"Erich E. Hoover" erich.e.hoover@wine-staging.com wrote:
I just pointed out to an ill-behaving practices you're using, and asked to either stop doing such bad things, or give a credit to the source. Since the original wine-staging patch is pretty trivial it's not a big problem in this case, but taking into account your practice to "borrow" wine-staging work it may become a real problem at some point, at least as a distorted image of the company you are working for.
P.S. Thanks for confirming that the wine-staging patch was the starting point of your work.

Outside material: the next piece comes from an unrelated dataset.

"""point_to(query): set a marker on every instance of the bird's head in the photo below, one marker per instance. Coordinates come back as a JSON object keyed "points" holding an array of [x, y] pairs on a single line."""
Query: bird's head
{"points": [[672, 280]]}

At the risk of exploding this further, it looks like Nikolay put together a really nice patch that has undergone far more testing than what's in staging. As we don't have a requirement on saying that a patch is "inspired" by someone else's work I don't see any reason to be so aggressive when this patch is clearly unique. So, I'm sorry your feeling left out in terms of credit, but I don't think that attacking Nikolay is a very appropriate response.
While there is no any requirement to give a credit, there are things like respect to someone who did the dirty work and spent his own personal time by investigating an issue, and prepared an inital (if not even a perfect) working solution. I have to add that it took quite a bit of time and an effort to track down what exactly was wrong with Process Hacker, and why it crashes once in a while. That said, what Nikolay is doing completely kills any motivation to do any investigation work on Wine bugs. So please don't be surprised and keep moaning on every wineconf that not that much well qualified people are interested to even look on Wine bugs, not speaking about having a peek in attempting to fix something, give full credit for that to people like Nikolay who instead of doing their own hard work by investigating bugs, try to steal a low hanging fruit by "borrowing" the work done by somebody else.